Mientras
Celia y Christopher arriban a la isla griega de Mikonos
, descubrimos la increíble belleza del
lugar. Ellos también la están descubriendo por primera vez y entre demostraciones
de afecto y fotografías del paisaje escuchamos al hombre contarnos, como si pudiera
leernos los pensamientos, que fue lo que sintió al poder fotografiar esos
paisajes por primera vez: es amor a primera vista y lo entendemos .

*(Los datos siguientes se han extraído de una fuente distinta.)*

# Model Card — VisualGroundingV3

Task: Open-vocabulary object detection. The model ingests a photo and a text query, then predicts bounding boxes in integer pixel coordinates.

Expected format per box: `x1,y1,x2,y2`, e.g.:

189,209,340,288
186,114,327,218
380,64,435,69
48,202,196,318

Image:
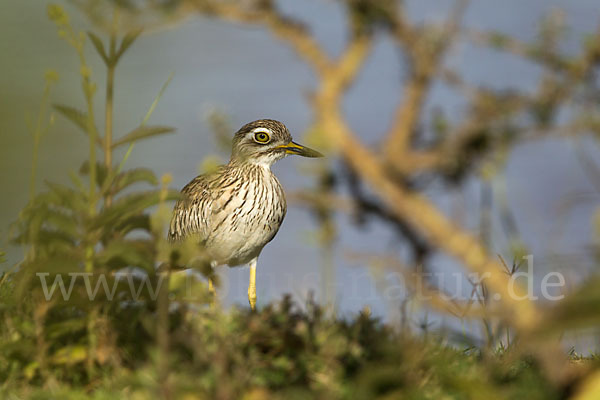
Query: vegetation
0,0,600,399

Una canción suena. Interpretada por un hombre y una mujer ,el cantante pregunta a su compañera si ésta lo ama
tanto como él la ama a ella, a lo que ella , con su dulce voz ,responde que sí , que lo ama tanto como él la ama a ella y
que siempre lo hará. Pensamos que la
canción acompaña perfectamente este momento, y que deliberadamente está
relacionada con la pareja de protagonistas, que parecieran haber llegado desde
Inglaterra en una suerte de luna de miel
. Aun así eliminamos ese pensamiento rápidamente. La escena anterior a la recién descripta , la primera de la película,
nos mostraba a un Cristopher a medio morir pidiendo a gritos la ayuda de su
amada , por lo que inmediatamente entendemos que la bella canción que suena no está
utilizada más que para incrementar esa persistente sensación de desolación que
intenta transmitir el director en Island of Death , como si de una irónica manipulación se
tratara.

A partir
de una curiosa escena en que la pareja
tiene sexo en una cabina telefónica al tiempo en que telefonean a la
madre de Christopher (Robert Behling) , sólo para que ésta oiga los gemidos desde el otro
lado , la película cambia radicalmente. Se nos revela gradualmente que los
asesinatos son la actividad favorita de los recién llegados y que las
fotografías de los mismos su hobby.

El film
de Nico Mastorakis es un ejercicio de perversión . Se encuentra desprovisto de moral. De hecho, el único claramente
moralista es su protagonista. Un hombre de ideología harto conservadora y
accionar cavernicalesco , por el cual terminará pagando recién al hacia el final de la
historia. El director se esconde detrás de la figura de Christopher a modo de
excusa para mostrarnos un festival de lo
prohibido de lo más variado.
Esa dualidad , de quien por razones morales comete acciones que no lo son
(a enumerar : zoofilia , asesinatos recurrentes
a homosexuales, infieles y drogadictos , y demás) es quizás el punto de mayor
interés de la cinta mas que sus dosis de
violencia y sexo gratuitos. Aunque sin desmerecer estos últimos, ya que la
belleza rabiosa de Celia ( Jane Lyle) y
lo ingenioso de algunas de las muertes (una con ingesta de pintura incluida ), sumado
a esa desesperante sensación mezcla entre melancolía y extrañeza , heredadas de
The Wicker Man (1973) y Don´t Look Now
(1973) justifican con creces al menos su visionado.